Studies in human beings have elected to use PRP instead of platelet-poor plasma when performing plasma TEG.31 32 Due to the size and weight of thrombocytes in reptiles, the production of a PRP equivalent is less practical.

Reports investigating different methods for TEG activation in mammals include native samples (no activator), commercially available thromboplastin and kaolin.2 Commercially available agents such as RapidTEG, Dade Innovin, kaolin and rabbit thromboplastin activate both the intrinsic and extrinsic systems in mammals; however, it appears that reptiles cannot recognise mammalian tissue factor, and therefore no reaction is produced and an alternative methodology was required.

The main limitation of this study was the low number of available TEG tracings for statistical analysis. Ideally each protocol would have been repetitively performed instead of only twice to ensure consistency. Due to the complexities of the reptilian coagulation system, the authors did anticipate that several of the commercially available reagents would not initiate clotting. It was, however, clearly apparent in the tracings the difference when the protocol was successful and a thromboelastogram and more importantly a clot were produced. Due to the complete lack of reaction in protocols 1, 2, 5 and 7, altering the concentration of these reagents would have been of little value.

The accommodation of the lower reptilian temperature is important to achieve representative results for these species. Previous non-mammalian studies such as in the Amazon parrot did not adjust the sampling temperature to higher avian body temperature and acknowledged that consequently the results produced were likely not reflective of in vivo values despite the relatively minor temperature differences.6 Because sea turtles are poikilothermic, water temperature approximates the internal body temperature; therefore, core temperature can vary extensively.33 Arguably more samples should be performed at varying temperatures even lower than 30°C to assess the possible effects of hypothermia on coagulation.34 35 36 37 For future research TEGs from cold-stunned individuals could be performed at their core temperature  at the time of rescue to provide a representative sample.

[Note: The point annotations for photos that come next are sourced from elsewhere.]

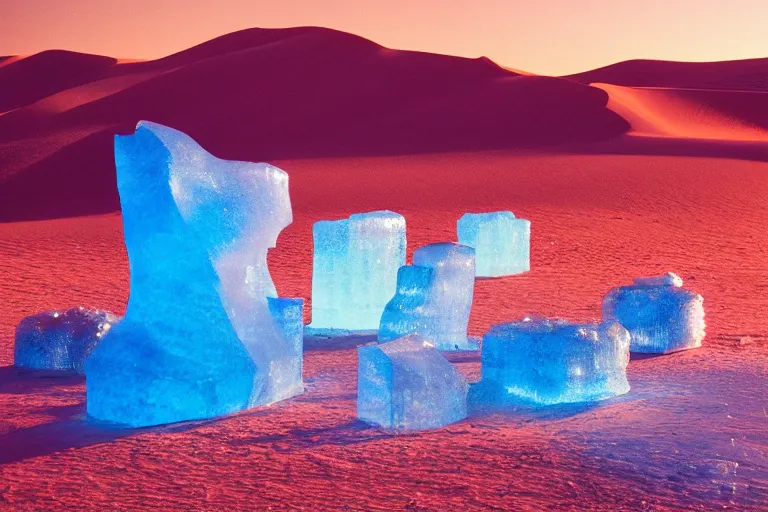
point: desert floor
(692, 434)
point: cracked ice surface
(434, 297)
(502, 242)
(659, 314)
(553, 361)
(60, 340)
(407, 384)
(354, 269)
(203, 334)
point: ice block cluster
(502, 242)
(354, 270)
(659, 314)
(60, 340)
(203, 334)
(407, 384)
(552, 361)
(433, 297)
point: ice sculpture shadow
(345, 434)
(71, 427)
(204, 333)
(20, 381)
(479, 404)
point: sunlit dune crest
(690, 113)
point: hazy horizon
(554, 37)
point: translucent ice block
(553, 361)
(354, 269)
(433, 298)
(60, 340)
(502, 242)
(202, 335)
(659, 314)
(407, 384)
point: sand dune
(268, 94)
(29, 79)
(691, 113)
(742, 75)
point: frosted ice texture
(354, 270)
(553, 361)
(60, 340)
(502, 242)
(434, 297)
(203, 334)
(659, 314)
(407, 384)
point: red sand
(598, 220)
(691, 435)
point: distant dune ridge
(266, 94)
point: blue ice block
(659, 314)
(354, 270)
(552, 361)
(433, 298)
(203, 334)
(60, 340)
(407, 384)
(502, 242)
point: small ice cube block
(354, 269)
(60, 340)
(553, 361)
(406, 384)
(433, 298)
(502, 242)
(660, 315)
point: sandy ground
(691, 435)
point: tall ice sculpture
(354, 270)
(204, 333)
(502, 242)
(433, 297)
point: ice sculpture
(659, 314)
(354, 270)
(553, 361)
(407, 384)
(203, 334)
(433, 298)
(60, 340)
(502, 242)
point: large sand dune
(267, 94)
(740, 75)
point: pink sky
(542, 36)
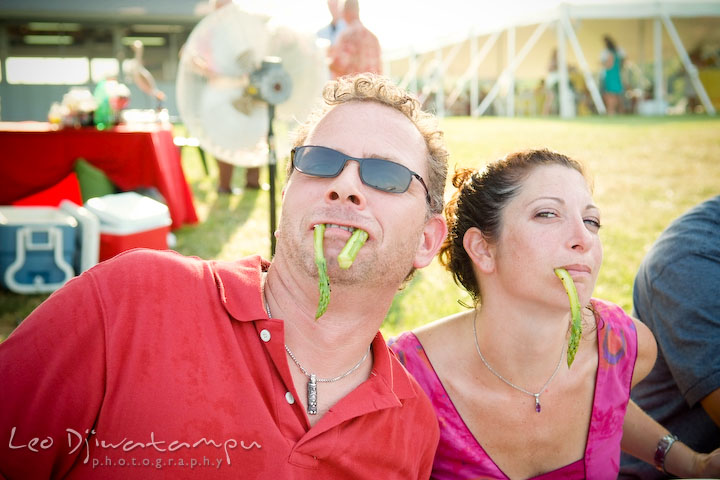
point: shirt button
(265, 335)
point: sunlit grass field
(647, 171)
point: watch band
(661, 452)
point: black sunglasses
(380, 174)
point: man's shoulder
(148, 261)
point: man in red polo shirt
(157, 365)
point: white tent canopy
(578, 27)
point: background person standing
(357, 49)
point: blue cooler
(37, 248)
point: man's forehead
(365, 118)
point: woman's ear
(478, 249)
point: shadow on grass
(226, 214)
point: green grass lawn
(647, 171)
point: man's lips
(578, 271)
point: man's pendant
(312, 395)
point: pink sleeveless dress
(461, 456)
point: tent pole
(438, 77)
(474, 87)
(492, 94)
(510, 99)
(587, 74)
(564, 107)
(659, 90)
(689, 67)
(471, 72)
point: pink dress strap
(461, 456)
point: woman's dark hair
(479, 201)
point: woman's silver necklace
(312, 378)
(536, 395)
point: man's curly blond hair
(368, 87)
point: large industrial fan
(239, 72)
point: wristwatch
(663, 447)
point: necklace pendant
(312, 395)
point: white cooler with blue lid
(37, 248)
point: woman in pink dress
(508, 404)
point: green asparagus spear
(323, 280)
(351, 248)
(576, 328)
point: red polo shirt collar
(388, 383)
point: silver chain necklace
(494, 372)
(312, 378)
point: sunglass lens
(385, 175)
(321, 162)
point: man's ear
(478, 249)
(431, 240)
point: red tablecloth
(34, 156)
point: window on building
(47, 71)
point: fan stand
(272, 169)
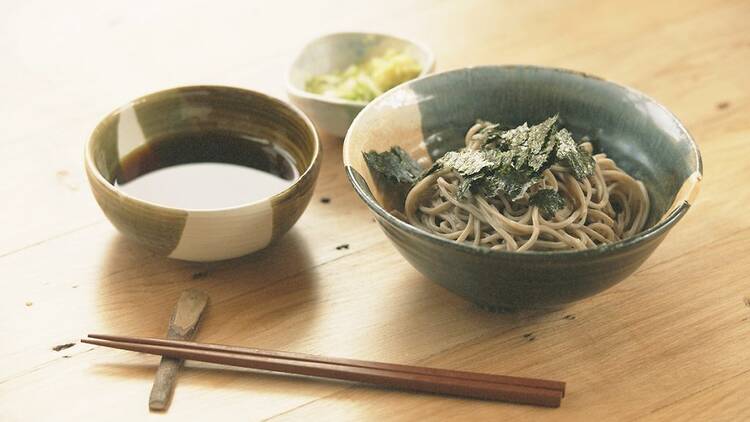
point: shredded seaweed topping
(549, 202)
(580, 161)
(394, 172)
(511, 161)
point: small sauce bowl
(203, 234)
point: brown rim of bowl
(340, 101)
(664, 224)
(91, 167)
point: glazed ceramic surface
(202, 235)
(333, 53)
(430, 116)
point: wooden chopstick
(423, 382)
(448, 373)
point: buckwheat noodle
(608, 206)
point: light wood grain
(670, 342)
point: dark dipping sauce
(206, 170)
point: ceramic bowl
(335, 52)
(202, 235)
(429, 116)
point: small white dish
(333, 53)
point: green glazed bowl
(202, 234)
(430, 116)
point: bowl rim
(663, 225)
(301, 93)
(96, 174)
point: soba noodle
(606, 207)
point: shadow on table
(249, 295)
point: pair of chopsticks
(430, 380)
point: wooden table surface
(670, 342)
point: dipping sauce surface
(207, 170)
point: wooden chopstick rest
(424, 379)
(502, 379)
(182, 326)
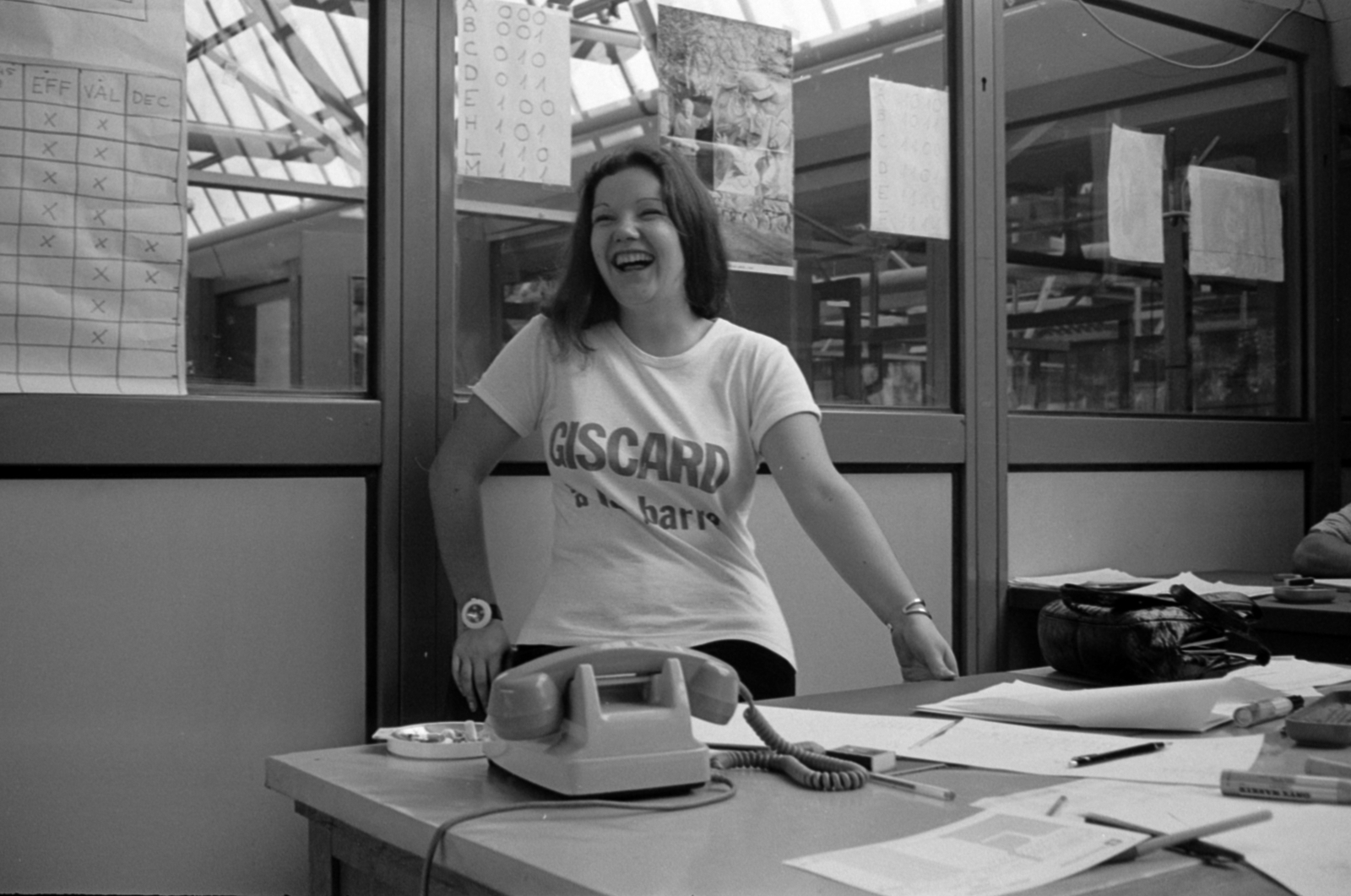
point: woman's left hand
(922, 649)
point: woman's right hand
(476, 661)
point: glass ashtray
(1326, 722)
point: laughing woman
(655, 414)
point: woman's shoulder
(742, 339)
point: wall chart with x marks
(92, 238)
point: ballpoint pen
(1200, 849)
(1091, 758)
(1169, 841)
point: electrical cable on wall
(1188, 65)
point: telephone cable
(804, 767)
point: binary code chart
(92, 238)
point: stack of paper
(1172, 706)
(1089, 578)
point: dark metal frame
(391, 437)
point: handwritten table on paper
(92, 236)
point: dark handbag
(1119, 638)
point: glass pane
(1148, 209)
(277, 110)
(865, 312)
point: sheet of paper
(513, 94)
(1303, 846)
(1235, 225)
(1088, 578)
(1135, 196)
(1022, 747)
(1169, 706)
(1294, 676)
(1200, 587)
(985, 855)
(92, 196)
(827, 729)
(909, 160)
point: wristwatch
(477, 612)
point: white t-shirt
(653, 464)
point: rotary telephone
(615, 718)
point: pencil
(1182, 837)
(915, 787)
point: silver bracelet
(916, 607)
(911, 608)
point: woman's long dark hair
(583, 299)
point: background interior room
(252, 263)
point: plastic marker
(1316, 765)
(1301, 788)
(1267, 709)
(915, 787)
(1091, 758)
(1166, 841)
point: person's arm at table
(477, 439)
(842, 526)
(1323, 554)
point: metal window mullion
(983, 544)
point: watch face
(476, 614)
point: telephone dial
(615, 718)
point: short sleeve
(1337, 524)
(779, 389)
(515, 384)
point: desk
(372, 815)
(1321, 633)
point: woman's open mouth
(630, 261)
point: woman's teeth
(632, 261)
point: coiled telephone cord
(803, 765)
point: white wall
(159, 639)
(1154, 522)
(839, 642)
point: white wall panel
(1154, 522)
(159, 639)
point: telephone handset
(527, 702)
(610, 718)
(615, 718)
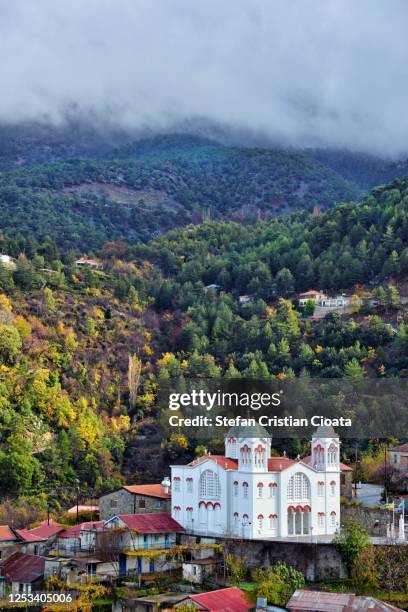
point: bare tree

This pilot study demonstrates that TEG has the potential to become a viable diagnostic test for use in sea turtles and potentially other reptiles. By modifying a protocol to work specifically in these species and adjusting the temperature, the results may reflect in vivo conditions. Extrapolation of TEG reference ranges across species is not recommended due to interspecies variation. Further research will facilitate establishing methodology-specific and species-specific reference intervals and enabling comparison with sick individuals, improving knowledge of coagulopathies in sea turtles in clinical and research settings.